Vuole dire che si ragiona poco e si agisce “di pancia”?
«Beh, non tutti ovviamente. In questi ultimi periodi legati alla pandemia le adozioni sono aumentate di molto, soprattutto durante il lockdown, e questo sarebbe un dato positivo, ma molte adozioni sono state fatte rapidamente, senza conoscere né il cane, né le razze, cosa che può portare a grandi difficoltà nella gestione dell’animale perché “pensavo che sarebbe stato facile o diverso…” Per di più, molti non hanno considerato oltre il breve periodo, finendo poi per restituire l’animale. Senza poi contare chi sceglie il tipo di cane da adottare solo perché è lo stesso che possiede quell’influencer o quel vip».
Una problematica molto sentita è quella della difficile convivenza con chi non ha un cane.

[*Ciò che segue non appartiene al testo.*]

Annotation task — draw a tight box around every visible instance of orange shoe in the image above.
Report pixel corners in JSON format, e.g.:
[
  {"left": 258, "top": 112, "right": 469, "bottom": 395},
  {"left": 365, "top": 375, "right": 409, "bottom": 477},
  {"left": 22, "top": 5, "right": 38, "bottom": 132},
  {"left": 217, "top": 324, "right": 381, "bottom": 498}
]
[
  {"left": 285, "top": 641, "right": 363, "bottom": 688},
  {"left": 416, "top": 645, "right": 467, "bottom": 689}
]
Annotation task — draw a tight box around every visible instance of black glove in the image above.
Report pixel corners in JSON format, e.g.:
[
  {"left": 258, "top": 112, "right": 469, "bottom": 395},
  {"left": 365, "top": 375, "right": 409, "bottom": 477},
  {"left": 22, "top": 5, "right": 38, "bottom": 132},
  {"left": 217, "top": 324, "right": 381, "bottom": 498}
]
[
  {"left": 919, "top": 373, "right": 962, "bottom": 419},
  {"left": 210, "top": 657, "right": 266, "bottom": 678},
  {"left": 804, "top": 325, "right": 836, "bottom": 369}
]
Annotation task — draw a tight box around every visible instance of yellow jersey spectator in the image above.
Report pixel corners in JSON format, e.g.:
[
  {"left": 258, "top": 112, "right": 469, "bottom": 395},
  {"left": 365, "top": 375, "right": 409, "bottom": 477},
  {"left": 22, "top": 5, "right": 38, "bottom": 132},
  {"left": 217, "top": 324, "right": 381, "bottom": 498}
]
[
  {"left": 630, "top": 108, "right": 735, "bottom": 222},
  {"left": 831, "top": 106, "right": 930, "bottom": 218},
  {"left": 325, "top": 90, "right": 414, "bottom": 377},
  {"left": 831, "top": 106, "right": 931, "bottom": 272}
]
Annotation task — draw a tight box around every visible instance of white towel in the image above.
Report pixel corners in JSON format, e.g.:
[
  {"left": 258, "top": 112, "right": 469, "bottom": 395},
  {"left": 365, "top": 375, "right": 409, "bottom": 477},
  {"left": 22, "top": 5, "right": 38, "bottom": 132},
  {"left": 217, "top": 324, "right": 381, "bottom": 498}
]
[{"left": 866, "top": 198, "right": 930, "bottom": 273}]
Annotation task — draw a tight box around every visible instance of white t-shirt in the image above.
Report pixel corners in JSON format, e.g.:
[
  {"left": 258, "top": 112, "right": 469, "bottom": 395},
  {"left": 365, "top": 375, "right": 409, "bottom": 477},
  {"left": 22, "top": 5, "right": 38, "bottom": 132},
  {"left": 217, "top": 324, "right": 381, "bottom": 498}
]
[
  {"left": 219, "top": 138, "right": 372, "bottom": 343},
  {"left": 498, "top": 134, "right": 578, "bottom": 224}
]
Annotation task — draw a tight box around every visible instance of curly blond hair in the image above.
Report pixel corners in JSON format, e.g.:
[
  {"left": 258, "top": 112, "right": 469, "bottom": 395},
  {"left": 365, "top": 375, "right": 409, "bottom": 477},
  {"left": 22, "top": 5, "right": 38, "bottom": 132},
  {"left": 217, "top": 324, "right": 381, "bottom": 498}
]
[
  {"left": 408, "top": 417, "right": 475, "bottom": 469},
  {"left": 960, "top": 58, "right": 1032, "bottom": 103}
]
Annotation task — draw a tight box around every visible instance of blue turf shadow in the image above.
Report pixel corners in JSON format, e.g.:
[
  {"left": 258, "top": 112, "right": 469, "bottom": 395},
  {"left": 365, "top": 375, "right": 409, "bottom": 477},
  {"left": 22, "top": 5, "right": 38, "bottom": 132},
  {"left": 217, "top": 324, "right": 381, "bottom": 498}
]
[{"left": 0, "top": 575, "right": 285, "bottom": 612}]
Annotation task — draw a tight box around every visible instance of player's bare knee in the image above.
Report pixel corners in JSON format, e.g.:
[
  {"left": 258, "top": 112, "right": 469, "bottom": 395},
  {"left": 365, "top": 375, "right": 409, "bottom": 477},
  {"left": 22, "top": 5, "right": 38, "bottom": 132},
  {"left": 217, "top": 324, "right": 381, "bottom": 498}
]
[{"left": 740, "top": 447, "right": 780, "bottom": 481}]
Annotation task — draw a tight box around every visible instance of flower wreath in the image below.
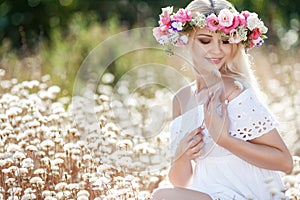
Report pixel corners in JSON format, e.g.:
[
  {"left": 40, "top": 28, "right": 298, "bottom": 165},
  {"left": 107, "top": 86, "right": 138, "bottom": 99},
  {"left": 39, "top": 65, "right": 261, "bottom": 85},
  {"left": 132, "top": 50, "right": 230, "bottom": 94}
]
[{"left": 153, "top": 6, "right": 268, "bottom": 49}]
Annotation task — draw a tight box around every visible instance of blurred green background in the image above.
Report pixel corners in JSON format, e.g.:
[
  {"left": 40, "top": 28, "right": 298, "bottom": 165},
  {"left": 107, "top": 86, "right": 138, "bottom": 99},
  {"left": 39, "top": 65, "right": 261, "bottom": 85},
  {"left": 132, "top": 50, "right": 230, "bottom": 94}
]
[{"left": 0, "top": 0, "right": 300, "bottom": 94}]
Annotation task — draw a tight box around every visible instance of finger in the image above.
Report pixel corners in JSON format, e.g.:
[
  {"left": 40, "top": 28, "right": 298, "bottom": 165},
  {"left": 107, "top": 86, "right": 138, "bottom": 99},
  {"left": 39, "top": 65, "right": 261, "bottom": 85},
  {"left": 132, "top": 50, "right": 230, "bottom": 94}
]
[
  {"left": 222, "top": 99, "right": 229, "bottom": 116},
  {"left": 188, "top": 135, "right": 202, "bottom": 148},
  {"left": 204, "top": 93, "right": 213, "bottom": 113}
]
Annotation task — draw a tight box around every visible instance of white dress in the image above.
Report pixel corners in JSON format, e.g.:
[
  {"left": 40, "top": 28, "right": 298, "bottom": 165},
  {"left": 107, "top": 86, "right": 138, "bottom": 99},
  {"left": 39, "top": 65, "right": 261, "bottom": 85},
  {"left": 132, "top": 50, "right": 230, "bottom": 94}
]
[{"left": 170, "top": 89, "right": 284, "bottom": 200}]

«Sì, molte persone scelgono il cane senza considerare che dovranno poi introdurlo in un’abitazione o in un condominio. Dando per scontato che chi lascia che il cane abbai per ore, chi lo lascia libero e chi non raccoglie le deiezioni sta commettendo un illecito, possiamo aggiungere che certamente alla base c’è una mancanza di rispetto verso le altre persone, che può portare poi a contrasti o anche episodi di violenza. L’educazione del cane passa attraverso l’educazione del proprietario».
Quale scenario futuro?
«L’attenzione verso questo settore è cresciuta parecchio. Le adesioni di partecipazione ai corsi professionali sono incrementate tantissimo negli ultimi due anni, nonostante la pandemia, così come le richieste crescenti di informazioni da parte dei clienti che necessitano inevitabilmente sempre più competenze e professionalità. Se le varie associazioni animaliste avessero all’interno un educatore professionista, se famiglie e istituzioni si rivolgessero agli esperti per prevenire e non solo risolvere le problematiche, per lo meno quelle più comuni, probabilmente avremmo tutti una maggiore consapevolezza del rapporto uomo-cane, strumenti per gestire le criticità comportamentali e qualche soluzione. Ci sarebbe sicuramente molto più rispetto per l’animale e per le altre persone che ci circondano, magari evitando quegli episodi di violenza, come le polpette avvelenate, che riempiono le nostre cronache».